The hut Girl lived in, where her food appeared by magic every two weeks as she'd been told it would, was small and built from the same stones as the sheepfold, to which the hut was attached. It was a bit low, which wasn't horrible for Girl as she was small herself, but it was broad enough that she could stretch out on the dirt floor without either her fingertips or the tips of her toes touching the walls, though an entire limb would be beneath the cot set against one wall. That was a pleasant surprise when Girl first entered the hut—a cot! At home in the loft, she'd made a nice pallet for herself, but a raised cot (it even came with a pillow) with lots of blankets was lush! Aside from the cot, the hut was bare. In a corner, Girl had dug a shallow pit, lined it with stones, and kept a steady supply if kindling beside it; that was her hearth: her stove and her fireplace. Because smoke would fill the hut, Girl had cut a small hole in the roof above the fire. The roof was weak, made of flat wooden planks that were half rotten, so girl had repaired it as best she could figure to by removing the planks and throwing one of the many blankets on the cot across the roof (it covered nearly half of the hut); then she replaced the planks and set heavy stones atop the edges to keep the plank roof down and the keep the blanket portion taught. It certainly wasn't sophisticated, and it probably wasn't the best solution, but it did look studier. If Girl discovered a better way to remedy the roof, she reckoned she would be capable.

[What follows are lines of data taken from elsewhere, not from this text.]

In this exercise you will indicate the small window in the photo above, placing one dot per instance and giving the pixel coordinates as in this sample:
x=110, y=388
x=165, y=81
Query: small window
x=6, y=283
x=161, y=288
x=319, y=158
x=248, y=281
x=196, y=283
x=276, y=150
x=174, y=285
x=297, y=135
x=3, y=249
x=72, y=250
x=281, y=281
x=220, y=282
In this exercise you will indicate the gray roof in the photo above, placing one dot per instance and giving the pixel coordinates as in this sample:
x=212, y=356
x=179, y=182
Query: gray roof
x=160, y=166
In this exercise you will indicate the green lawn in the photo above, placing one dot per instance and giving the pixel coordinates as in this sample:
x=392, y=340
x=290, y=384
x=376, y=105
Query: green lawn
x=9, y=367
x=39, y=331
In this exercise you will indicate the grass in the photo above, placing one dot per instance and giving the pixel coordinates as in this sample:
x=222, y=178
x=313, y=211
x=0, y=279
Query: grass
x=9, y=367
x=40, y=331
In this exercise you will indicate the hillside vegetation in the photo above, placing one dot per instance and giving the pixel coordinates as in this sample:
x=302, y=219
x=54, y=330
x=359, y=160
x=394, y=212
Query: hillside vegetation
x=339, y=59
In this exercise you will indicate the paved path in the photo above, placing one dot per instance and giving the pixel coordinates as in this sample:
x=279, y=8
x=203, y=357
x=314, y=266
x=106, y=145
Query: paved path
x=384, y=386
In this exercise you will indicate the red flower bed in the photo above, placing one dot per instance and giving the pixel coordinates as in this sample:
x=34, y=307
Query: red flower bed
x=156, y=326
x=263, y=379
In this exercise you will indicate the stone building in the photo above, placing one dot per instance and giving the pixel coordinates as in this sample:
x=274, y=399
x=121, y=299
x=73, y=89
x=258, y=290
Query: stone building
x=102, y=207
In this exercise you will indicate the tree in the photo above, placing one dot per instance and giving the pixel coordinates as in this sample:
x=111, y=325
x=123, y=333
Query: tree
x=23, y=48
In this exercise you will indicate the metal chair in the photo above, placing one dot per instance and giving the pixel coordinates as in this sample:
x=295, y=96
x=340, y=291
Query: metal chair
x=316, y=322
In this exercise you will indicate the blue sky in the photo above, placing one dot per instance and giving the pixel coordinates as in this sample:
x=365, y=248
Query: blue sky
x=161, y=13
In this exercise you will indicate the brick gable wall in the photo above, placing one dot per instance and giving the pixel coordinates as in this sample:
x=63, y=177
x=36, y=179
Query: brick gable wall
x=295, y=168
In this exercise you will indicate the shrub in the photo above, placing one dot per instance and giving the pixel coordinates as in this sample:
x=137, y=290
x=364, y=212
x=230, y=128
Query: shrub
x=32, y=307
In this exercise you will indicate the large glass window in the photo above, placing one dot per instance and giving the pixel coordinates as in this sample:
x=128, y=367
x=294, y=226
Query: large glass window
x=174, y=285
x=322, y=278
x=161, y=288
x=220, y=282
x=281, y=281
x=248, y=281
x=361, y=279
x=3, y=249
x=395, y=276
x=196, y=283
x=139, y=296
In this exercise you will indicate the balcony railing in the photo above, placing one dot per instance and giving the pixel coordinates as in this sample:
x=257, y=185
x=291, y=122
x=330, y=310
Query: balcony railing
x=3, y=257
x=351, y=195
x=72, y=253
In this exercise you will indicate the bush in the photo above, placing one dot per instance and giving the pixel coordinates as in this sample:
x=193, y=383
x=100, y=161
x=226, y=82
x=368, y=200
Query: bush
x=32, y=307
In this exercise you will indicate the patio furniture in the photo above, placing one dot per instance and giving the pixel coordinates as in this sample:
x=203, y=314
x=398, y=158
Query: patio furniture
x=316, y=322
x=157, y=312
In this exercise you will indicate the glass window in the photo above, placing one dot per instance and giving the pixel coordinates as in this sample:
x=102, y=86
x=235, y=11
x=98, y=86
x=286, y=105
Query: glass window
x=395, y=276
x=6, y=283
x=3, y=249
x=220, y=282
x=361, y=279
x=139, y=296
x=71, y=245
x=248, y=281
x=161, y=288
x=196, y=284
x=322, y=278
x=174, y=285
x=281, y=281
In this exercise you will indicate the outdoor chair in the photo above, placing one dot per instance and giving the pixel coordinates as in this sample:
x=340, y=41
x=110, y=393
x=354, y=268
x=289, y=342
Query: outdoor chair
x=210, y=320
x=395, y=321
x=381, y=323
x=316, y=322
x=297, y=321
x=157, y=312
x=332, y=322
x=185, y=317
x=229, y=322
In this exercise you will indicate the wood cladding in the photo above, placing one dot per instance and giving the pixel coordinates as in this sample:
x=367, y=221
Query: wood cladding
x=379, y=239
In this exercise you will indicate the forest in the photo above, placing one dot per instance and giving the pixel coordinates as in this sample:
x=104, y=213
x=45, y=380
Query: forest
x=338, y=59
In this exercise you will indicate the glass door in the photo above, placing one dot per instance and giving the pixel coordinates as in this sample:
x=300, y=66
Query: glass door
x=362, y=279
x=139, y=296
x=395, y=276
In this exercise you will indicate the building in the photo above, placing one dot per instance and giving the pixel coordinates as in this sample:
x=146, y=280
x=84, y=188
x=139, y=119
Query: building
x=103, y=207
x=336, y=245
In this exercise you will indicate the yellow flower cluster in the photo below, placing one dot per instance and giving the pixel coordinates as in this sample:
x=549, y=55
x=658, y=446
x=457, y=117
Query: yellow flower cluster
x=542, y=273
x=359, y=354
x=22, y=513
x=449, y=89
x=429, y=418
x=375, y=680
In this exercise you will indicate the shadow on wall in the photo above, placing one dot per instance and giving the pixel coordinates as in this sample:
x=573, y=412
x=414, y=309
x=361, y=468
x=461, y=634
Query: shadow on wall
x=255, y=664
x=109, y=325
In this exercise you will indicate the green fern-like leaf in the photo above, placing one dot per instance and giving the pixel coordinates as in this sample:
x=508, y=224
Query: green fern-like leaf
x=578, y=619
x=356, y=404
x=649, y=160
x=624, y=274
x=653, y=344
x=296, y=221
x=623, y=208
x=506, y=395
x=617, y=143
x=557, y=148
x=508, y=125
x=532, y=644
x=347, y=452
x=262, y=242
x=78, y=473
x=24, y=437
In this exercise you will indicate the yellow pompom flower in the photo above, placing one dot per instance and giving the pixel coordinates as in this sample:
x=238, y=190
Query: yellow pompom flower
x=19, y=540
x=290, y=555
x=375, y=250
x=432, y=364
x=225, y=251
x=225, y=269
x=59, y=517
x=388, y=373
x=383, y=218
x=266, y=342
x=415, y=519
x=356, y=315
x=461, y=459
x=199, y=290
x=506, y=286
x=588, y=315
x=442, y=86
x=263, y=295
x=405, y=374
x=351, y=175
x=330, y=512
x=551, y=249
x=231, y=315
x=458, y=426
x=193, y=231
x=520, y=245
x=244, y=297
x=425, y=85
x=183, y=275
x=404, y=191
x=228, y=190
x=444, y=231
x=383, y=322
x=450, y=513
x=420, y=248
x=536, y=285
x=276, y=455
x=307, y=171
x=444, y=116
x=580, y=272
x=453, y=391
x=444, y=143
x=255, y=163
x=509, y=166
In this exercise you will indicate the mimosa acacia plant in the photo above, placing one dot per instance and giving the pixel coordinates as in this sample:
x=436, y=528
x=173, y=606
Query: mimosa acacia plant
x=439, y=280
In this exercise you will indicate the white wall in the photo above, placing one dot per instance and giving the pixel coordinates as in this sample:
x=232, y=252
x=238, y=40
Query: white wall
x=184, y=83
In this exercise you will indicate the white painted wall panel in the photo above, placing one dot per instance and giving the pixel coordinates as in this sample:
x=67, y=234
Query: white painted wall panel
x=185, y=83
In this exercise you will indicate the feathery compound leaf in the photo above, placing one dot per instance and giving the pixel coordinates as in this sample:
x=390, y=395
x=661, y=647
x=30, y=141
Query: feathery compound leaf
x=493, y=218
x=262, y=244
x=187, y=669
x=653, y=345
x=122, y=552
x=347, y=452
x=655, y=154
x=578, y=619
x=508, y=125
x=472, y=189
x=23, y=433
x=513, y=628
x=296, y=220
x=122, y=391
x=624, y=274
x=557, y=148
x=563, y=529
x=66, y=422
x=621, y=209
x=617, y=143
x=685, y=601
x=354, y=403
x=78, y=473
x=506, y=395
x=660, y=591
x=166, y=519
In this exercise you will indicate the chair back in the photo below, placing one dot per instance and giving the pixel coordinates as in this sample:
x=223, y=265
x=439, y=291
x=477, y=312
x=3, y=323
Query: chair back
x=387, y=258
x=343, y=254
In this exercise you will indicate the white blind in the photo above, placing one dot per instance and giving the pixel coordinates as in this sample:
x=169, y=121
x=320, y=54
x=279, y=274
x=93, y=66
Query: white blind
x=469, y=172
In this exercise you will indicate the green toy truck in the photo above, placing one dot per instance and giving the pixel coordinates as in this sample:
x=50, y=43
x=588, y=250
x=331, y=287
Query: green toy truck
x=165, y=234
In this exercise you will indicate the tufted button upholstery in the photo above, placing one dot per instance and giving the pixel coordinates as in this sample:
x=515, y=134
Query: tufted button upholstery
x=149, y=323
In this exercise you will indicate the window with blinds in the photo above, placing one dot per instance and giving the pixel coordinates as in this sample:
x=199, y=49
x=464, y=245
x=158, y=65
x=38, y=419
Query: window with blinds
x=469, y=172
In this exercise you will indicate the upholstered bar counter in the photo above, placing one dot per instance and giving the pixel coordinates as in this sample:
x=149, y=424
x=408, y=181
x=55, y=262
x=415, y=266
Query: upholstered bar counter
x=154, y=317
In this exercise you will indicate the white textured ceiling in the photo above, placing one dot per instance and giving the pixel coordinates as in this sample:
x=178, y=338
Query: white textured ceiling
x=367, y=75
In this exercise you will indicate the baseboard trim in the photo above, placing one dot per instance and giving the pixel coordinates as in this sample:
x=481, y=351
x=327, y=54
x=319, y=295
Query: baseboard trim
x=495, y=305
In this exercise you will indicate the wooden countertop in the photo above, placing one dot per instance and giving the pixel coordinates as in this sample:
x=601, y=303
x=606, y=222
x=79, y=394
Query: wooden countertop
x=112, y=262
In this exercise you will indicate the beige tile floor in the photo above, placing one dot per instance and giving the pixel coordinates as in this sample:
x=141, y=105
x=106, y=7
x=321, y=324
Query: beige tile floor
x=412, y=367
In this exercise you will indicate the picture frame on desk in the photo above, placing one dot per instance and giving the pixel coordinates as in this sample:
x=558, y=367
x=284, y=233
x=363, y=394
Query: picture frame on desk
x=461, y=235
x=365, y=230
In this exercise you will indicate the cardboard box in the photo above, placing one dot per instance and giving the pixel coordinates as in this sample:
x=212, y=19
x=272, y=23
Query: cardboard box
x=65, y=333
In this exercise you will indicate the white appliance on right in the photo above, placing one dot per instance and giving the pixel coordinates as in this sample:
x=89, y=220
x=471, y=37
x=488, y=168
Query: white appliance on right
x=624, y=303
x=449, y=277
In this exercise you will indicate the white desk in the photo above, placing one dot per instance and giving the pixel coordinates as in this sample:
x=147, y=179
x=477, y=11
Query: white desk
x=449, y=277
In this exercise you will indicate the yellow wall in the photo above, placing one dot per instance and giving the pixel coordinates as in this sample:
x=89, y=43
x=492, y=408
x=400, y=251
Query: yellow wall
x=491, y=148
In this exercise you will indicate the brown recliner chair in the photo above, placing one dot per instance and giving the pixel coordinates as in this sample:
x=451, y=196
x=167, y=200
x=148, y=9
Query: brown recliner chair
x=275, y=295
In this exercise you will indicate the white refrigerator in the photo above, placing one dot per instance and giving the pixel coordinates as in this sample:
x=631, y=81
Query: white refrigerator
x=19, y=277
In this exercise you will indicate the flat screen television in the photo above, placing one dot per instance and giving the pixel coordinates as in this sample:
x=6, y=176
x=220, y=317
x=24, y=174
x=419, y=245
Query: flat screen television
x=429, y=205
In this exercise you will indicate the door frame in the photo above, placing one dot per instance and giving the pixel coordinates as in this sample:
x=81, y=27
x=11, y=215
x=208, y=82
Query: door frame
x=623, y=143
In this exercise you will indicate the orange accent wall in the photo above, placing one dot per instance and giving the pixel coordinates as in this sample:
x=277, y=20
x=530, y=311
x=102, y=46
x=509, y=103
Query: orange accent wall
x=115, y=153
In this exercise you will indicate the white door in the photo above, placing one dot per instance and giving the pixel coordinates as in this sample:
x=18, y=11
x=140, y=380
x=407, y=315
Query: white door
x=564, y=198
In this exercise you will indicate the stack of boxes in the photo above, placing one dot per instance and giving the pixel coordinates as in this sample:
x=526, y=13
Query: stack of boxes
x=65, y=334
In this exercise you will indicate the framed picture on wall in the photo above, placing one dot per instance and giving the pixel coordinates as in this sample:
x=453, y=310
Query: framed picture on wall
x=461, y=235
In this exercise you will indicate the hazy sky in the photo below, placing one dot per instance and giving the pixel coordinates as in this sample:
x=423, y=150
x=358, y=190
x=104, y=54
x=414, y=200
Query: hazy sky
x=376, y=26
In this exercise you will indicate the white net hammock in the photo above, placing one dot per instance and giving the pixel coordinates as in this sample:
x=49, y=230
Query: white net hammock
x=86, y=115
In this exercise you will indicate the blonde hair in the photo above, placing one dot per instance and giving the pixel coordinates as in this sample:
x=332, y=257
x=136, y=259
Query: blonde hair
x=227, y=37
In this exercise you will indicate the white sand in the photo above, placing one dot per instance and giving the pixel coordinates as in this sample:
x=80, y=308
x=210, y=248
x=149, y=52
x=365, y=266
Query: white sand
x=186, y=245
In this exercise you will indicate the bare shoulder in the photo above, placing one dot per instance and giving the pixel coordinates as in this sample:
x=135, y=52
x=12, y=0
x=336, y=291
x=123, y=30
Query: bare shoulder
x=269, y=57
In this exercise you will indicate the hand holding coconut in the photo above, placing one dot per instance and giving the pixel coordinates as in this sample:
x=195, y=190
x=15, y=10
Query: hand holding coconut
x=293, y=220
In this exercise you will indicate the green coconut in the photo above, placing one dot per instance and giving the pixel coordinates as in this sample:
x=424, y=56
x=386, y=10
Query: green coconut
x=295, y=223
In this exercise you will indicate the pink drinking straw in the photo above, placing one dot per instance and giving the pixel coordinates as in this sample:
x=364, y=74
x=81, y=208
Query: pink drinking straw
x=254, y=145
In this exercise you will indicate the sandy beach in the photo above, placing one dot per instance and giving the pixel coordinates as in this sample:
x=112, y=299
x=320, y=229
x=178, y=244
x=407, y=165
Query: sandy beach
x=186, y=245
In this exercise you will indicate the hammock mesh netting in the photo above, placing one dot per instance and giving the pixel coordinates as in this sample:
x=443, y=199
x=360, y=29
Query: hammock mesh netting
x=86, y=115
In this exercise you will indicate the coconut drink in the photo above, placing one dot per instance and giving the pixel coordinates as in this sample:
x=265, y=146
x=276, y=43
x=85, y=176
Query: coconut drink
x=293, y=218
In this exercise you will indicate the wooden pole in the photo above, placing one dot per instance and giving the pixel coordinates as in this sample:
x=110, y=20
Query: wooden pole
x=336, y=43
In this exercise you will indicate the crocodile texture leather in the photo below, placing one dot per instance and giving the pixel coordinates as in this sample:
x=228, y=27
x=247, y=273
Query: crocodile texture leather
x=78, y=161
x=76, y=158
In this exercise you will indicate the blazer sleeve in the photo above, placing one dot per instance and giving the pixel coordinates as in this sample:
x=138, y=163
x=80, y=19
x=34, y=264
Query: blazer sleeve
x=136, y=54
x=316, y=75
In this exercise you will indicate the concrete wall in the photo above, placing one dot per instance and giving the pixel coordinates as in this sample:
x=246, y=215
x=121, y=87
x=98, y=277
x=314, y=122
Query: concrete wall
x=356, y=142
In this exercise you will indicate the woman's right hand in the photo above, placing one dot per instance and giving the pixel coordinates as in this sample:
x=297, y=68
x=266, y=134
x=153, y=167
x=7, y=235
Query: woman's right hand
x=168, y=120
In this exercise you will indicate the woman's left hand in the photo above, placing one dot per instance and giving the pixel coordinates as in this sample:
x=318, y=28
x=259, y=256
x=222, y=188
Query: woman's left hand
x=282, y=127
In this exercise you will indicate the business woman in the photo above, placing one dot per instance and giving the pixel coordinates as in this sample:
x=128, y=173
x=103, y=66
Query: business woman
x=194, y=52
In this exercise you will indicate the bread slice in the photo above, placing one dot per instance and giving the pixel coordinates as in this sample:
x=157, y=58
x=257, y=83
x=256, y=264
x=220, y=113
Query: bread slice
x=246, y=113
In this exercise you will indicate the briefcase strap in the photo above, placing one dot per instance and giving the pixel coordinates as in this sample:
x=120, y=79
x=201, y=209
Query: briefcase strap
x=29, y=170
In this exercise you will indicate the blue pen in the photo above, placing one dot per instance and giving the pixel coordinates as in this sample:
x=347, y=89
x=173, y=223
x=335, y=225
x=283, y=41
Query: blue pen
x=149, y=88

At the other end of the pasture, where the sheep cote was located, Girl had stored about half of her food. There was no loft in the cote, so on the nights she and the flock spent there as they always would in the colder weather, Girl slept with the sheep on a pile of hay, grass, and moss she'd gathered and stuffed into another blanket, snuggling the lambs and the occasional mild-mannered ewe that wanted attention.

It was as isolated as Girl had ever physically been, but in her heart and her mind, she felt rather peaceful. She didn't have to worry about her angry father or her eldest brother, or her mother's dejected, hangdog glances at her, which Girl couldn't fathom and which she hated almost as much as other people's disgusted looks at her for being a Squib. She didn't consider Mr Malfoy a nice person, no (she might've been a dumb Squib, thought Girl, but she wasn't that dumb), but he had yet to really hurt her or call her horrible names, though of course, she'd only seen him a total of four times, counting the day he'd brought her here.

She didn't know what the remaining three months held for her, but Girl was quite pleased to realize that she was looking forward to the near future, for once in her un-magical life.